PeerJ. 2018 Jul 5;6:e5138. doi: 10.7717/peerj.5138. eCollection 2018.

Abstract

Background: Bt crops will face a new ecological risk of reduced effectiveness against target-insect pests owing to the general decrease in exogenous-toxin content in Bt crops grown under elevated carbon dioxide (CO2). The method chosen to deal with this issue may affect the sustainability of transgenic crops as an effective pest management tool, especially under future atmospheric CO2 level raising.

Methods: In this study, rhizobacterias, as being one potential biological regulator to enhance nitrogen utilization efficiency of crops, was selected and the effects of Bt maize (Line IE09S034 with Cry1Ie vs. its parental line of non-Bt maize Xianyu 335) infected by Azospirillum brasilense (AB) and Azotobacter chroococcum (AC) on the development and food utilization of the target Mythimna separate under ambient and double-ambient CO2 in open-top chambers from 2016 to 2017.

Results: The results indicated that rhizobacteria infection significantly increased the larval life-span, pupal duration, relative consumption rate and approximate digestibility of M. separata, and significantly decreased the pupation rate, pupal weight, adult longevity, fecundity, relative growth rate, efficiency of conversion of digested food and efficiency of conversion of ingested food of M. separata fed on Bt maize, while here were opposite trends in development and food utilization of M. separata fed on non-Bt maize infected with AB and AC compared with the control buffer in 2016 and 2017 regardless of CO2 level.
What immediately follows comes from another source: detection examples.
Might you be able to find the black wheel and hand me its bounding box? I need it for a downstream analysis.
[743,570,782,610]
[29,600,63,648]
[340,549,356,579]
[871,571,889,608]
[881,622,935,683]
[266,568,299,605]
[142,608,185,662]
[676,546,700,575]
Discussion: Simultaneously, elevated CO2 and Bt maize both had negative influence on the development and food utilization of M. separata. Presumably, CO2 concentration arising in future significantly can increase their intake of food and harm to maize crop; however, Bt maize infected with rhizobacterias can reduce the field hazards from M. separata and the application of rhizobacteria infection can enhance the resistance of Bt maize against target lepidoptera pests especially under elevated CO2.

Keywords: Elevated CO2; Food utilization; Growth and development; Mythimna separata; Rhizobacteria; Transgenic Bt maize.

Grant support

This research was funded by the National Nature Science Foundations of China (NSFC) (31272051), the National Key Research and Development Program of China (2017YFD0200400), the Special Program for New Transgenic Variety Breeding of the Ministry of Science and Technology, China (2016ZX08012005), and the Research Grant from the Innovation Project for Graduate Student of Jiangsu Province (KYLX16_1063). The funders had no role in study design, data collection and analysis, decision to publish, or preparation of the manuscript.